Now he’s accomplished long swims in open water before: Croatia, 16 miles; Greece, 20 miles; Italy, 18 miles; Alcatraz Island to San Francisco, and the British Virgin Islands, but nothing like this, he said.
He explained: When you jumped into the very cold water — no wetsuits allowed — and then hundreds of other swimmers also jumping in from the pontoon raft attached to the ferry, he had been transported up the Asia side of Istanbul. It was “every man and woman for themselves.” Everyone has time monitors attached to their ankles, he said.
“Swimmers kicking into you, swimming over you or under you for the first mile until everyone got into their stride and rhythm, thinning out or those who were dropping out fast. Pure chaos … crazy, cold salt water with waves — and marvelous!”
When he finished, Robbins said, “I had the biggest smile on for days.”

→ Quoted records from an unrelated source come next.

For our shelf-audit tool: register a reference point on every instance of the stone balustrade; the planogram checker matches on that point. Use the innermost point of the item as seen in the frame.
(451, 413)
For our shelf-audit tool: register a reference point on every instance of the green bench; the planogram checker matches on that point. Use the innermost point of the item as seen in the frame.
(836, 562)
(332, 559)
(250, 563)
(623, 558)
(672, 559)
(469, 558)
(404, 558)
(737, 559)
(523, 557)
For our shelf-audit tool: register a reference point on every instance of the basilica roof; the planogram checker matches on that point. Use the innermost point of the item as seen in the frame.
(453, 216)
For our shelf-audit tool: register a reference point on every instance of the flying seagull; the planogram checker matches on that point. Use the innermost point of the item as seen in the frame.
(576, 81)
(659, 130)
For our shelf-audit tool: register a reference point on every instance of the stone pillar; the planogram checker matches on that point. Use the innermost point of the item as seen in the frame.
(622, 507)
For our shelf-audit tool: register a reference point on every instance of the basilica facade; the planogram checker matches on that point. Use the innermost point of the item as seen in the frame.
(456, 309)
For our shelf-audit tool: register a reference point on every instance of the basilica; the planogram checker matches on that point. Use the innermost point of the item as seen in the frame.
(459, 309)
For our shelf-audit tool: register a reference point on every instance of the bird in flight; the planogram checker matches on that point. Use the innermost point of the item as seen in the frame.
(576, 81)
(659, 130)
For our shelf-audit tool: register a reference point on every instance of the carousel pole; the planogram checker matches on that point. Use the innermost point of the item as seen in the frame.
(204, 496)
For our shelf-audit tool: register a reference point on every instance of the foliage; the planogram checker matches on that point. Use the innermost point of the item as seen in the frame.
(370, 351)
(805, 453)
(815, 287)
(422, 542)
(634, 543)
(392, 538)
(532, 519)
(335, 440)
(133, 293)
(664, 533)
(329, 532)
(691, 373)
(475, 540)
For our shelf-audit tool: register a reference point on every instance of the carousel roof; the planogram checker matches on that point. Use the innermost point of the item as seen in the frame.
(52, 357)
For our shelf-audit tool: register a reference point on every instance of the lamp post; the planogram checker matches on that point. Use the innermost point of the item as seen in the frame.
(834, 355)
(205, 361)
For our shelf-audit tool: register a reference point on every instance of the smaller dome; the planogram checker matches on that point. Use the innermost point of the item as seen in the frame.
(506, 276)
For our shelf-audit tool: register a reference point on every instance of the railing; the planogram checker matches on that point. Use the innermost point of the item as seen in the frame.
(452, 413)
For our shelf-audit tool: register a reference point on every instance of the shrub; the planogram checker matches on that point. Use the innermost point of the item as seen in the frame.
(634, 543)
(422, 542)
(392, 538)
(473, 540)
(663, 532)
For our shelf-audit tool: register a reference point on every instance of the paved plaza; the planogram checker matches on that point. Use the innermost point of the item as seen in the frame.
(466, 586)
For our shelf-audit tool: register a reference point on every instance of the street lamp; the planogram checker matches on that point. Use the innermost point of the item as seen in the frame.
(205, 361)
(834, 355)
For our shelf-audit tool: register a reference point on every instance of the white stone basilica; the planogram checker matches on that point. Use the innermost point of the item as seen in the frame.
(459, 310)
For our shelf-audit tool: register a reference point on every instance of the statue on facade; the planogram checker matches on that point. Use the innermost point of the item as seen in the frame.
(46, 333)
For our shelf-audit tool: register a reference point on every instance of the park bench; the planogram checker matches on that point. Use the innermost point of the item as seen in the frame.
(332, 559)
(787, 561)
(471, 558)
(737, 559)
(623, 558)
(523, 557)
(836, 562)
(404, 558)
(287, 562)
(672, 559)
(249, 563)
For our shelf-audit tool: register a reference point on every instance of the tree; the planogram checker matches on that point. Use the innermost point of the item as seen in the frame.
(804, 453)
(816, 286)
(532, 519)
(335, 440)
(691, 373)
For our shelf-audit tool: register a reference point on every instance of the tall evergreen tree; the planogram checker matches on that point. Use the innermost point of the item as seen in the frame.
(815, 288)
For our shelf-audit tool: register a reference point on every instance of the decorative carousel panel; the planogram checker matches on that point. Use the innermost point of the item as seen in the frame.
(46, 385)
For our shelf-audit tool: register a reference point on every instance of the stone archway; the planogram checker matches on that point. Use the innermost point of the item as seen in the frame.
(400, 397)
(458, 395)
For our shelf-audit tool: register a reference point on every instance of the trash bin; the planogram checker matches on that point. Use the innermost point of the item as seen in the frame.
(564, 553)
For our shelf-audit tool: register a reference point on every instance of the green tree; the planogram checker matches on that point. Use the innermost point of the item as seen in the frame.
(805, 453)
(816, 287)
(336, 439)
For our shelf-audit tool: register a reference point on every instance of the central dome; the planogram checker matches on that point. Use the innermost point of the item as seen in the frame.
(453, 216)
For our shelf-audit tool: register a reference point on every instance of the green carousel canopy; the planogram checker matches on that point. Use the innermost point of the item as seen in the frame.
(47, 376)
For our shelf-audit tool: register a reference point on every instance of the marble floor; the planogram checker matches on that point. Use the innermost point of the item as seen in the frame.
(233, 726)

Robbins said the training started in late February doing laps and laps and then went into miles and miles. And honestly, he said, “it’s more mental than pure strength,” though Robbins, being an ex-Green Beret, fits the skill set perfectly, which is what is needed for such an undertaking.
His past bucket list items include swimming Alcatraz to San Francisco, flying a World War II Spitfire over the White Cliffs of Dover, hiking the mountains that Hannibal walked, walking the battlefields of Waterloo where his family member in the “Scotts Gray’s Calvary” fought against Napoleon’s grand army, and so on.
“Certainly nothing water-related,” Robbins mentioned. He said he has discussed a visit to the south Pacific or possibly even going to Argentina to learn the tango or hiking Hadrian’s Wall (73 miles) in northern England or being an extra in the Vikings series — as he says, “who knows.”
Whatever it is, this 73-year-old is not letting grass grow under his feet.